The Art of Loving
Erich Fromm · 1956 · 8 ideas · 8 min
Love is not a passive feeling one falls into but an active, disciplined art requiring knowledge, effort, and character, and modern society's obsession with being loved rather than learning to love has left most people practicing it badly.
Why this book
Erich Fromm argues that Western culture fundamentally misunderstands love by treating it as a matter of luck, chemistry, or finding the right object of affection, when it is actually a capacity that must be cultivated like any skill, requiring discipline, concentration, patience, and genuine care for the growth of another person. He distinguishes mature love, which affirms and actively wills the growth and happiness of another while preserving one's own integrity and independence, from immature forms of attachment rooted in dependency, possessiveness, or the desire to escape the anxiety of separateness through fusion with another person. Fromm surveys different objects of love, romantic, parental, self-love, love of humanity, and religious love, arguing that the same underlying capacity and character are expressed differently across each, and that a person who cannot love themselves properly or who lacks a mature character will struggle to love others well regardless of how compatible a partner seems.

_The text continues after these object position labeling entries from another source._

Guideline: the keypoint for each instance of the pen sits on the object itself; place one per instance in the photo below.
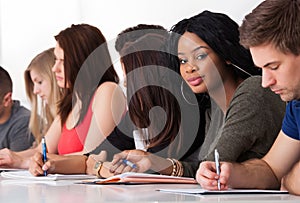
(44, 151)
(129, 163)
(217, 167)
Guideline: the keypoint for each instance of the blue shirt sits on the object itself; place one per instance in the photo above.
(291, 121)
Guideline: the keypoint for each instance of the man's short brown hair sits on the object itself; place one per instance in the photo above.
(273, 21)
(5, 82)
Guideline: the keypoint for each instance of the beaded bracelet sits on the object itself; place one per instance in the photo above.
(174, 171)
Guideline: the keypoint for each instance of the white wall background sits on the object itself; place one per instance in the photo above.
(28, 27)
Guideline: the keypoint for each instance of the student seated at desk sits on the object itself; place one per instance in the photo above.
(211, 60)
(150, 84)
(89, 88)
(14, 118)
(40, 81)
(270, 33)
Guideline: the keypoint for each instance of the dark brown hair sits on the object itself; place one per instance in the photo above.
(5, 82)
(146, 65)
(273, 21)
(87, 64)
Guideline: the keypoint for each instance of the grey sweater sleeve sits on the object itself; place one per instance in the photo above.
(252, 123)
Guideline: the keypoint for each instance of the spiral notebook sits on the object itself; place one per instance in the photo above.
(26, 175)
(142, 178)
(221, 192)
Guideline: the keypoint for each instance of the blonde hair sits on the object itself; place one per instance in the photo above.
(43, 64)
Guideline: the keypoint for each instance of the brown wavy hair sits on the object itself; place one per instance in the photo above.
(87, 64)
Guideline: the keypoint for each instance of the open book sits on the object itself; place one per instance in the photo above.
(221, 192)
(142, 178)
(26, 175)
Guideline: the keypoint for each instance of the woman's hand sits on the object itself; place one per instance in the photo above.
(207, 177)
(138, 157)
(11, 159)
(91, 161)
(54, 164)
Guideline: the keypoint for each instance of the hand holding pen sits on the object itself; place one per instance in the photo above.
(44, 152)
(218, 167)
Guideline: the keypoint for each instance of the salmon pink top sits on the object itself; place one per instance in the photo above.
(72, 140)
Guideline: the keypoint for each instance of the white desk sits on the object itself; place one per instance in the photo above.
(12, 191)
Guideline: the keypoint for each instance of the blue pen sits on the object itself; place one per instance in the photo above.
(129, 163)
(44, 151)
(218, 167)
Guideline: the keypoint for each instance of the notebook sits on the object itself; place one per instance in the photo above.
(221, 192)
(26, 175)
(142, 178)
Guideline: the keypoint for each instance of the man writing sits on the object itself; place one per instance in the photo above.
(272, 33)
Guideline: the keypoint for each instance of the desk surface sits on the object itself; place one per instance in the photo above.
(12, 191)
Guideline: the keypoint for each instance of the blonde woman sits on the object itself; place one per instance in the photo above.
(43, 92)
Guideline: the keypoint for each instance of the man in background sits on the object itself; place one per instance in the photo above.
(14, 118)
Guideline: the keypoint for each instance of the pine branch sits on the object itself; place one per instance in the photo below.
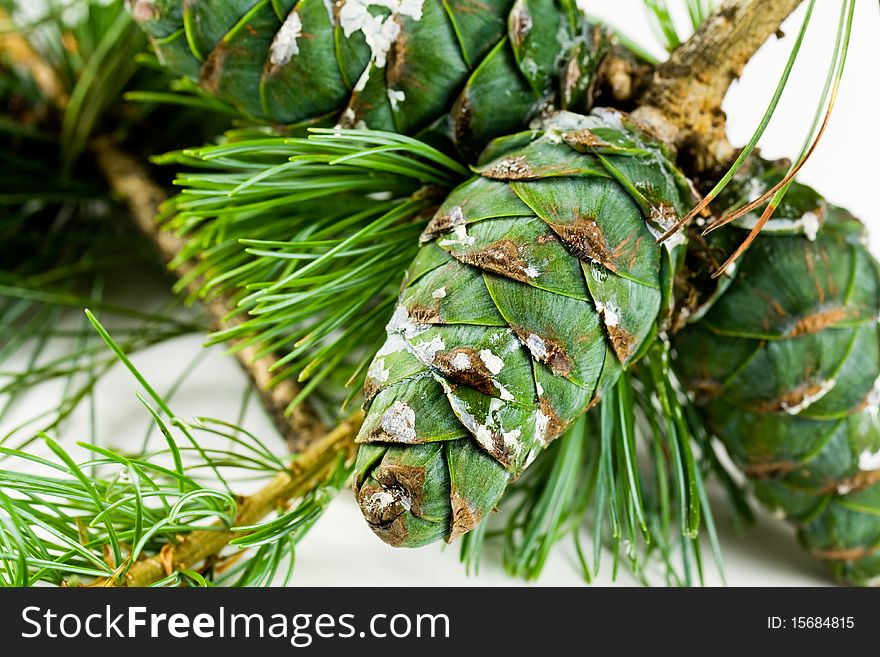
(131, 180)
(683, 99)
(307, 471)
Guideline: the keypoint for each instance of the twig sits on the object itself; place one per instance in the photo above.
(131, 180)
(20, 51)
(682, 101)
(309, 469)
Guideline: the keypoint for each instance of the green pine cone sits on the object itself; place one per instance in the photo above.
(786, 361)
(470, 70)
(537, 282)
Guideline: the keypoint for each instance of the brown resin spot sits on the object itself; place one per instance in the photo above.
(790, 399)
(407, 481)
(375, 512)
(845, 554)
(212, 69)
(818, 321)
(584, 140)
(440, 223)
(464, 518)
(476, 375)
(623, 342)
(586, 241)
(422, 314)
(396, 68)
(371, 389)
(509, 168)
(520, 24)
(501, 258)
(555, 427)
(769, 470)
(461, 118)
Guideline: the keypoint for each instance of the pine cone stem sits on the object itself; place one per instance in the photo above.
(131, 180)
(307, 471)
(683, 99)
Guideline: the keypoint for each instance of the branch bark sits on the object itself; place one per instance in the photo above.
(682, 101)
(131, 180)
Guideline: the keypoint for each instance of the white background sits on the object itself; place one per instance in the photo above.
(341, 550)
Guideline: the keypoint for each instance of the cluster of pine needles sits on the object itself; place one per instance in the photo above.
(305, 237)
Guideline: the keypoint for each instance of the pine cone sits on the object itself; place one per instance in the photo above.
(460, 68)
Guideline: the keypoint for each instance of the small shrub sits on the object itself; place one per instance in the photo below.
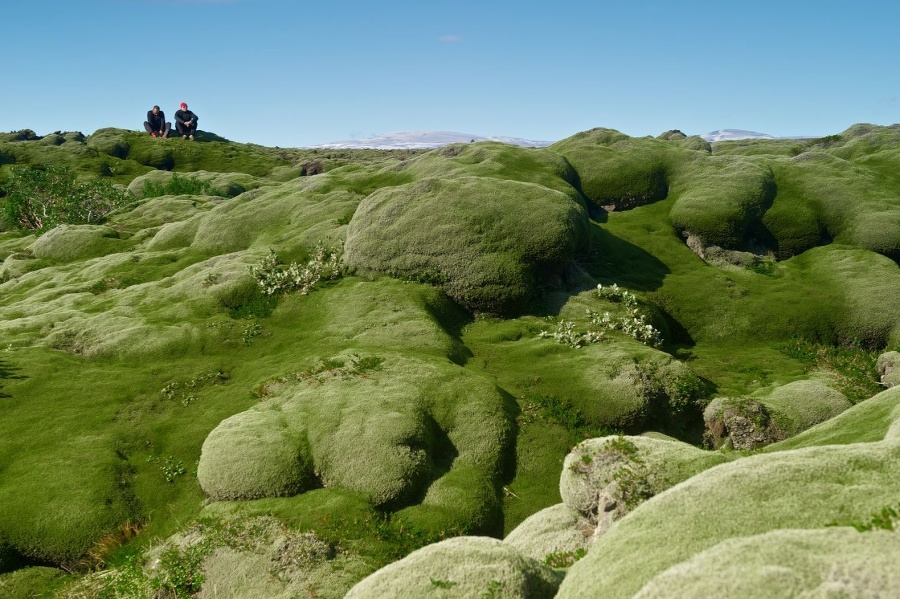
(274, 278)
(39, 198)
(177, 185)
(564, 559)
(634, 323)
(252, 330)
(567, 335)
(180, 570)
(326, 368)
(856, 369)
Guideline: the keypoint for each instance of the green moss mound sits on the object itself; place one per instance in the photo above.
(491, 243)
(273, 462)
(808, 489)
(840, 562)
(409, 427)
(800, 405)
(557, 529)
(66, 243)
(615, 171)
(32, 582)
(462, 567)
(721, 202)
(866, 422)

This matters because Fromm connects the individual failure to love well to broader features of modern capitalist society, arguing that a culture organized around consumption, exchange value, and superficial compatibility trains people to treat relationships transactionally, seeking a good 'deal' in a partner rather than developing the inner capacity to give. His argument that love is a productive activity requiring effort, rather than a passive state one either has or lacks, offers a framework for understanding why relationships built purely on infatuation or compatibility often falter, and why deliberately cultivating character traits like patience and self-respect matters more than finding an ideal match.
Who should read it
Anyone questioning why romantic relationships built on strong initial attraction sometimes fail to sustain themselves, or who wants a philosophical rather than purely psychological framework for thinking about love, will find this valuable. It also rewards readers interested in Fromm's broader critique of how consumer capitalism shapes interpersonal relationships.
About the author
Erich Fromm was a German-American social psychologist and psychoanalyst associated with the Frankfurt School who wrote extensively on the psychological effects of modern society, including Escape from Freedom.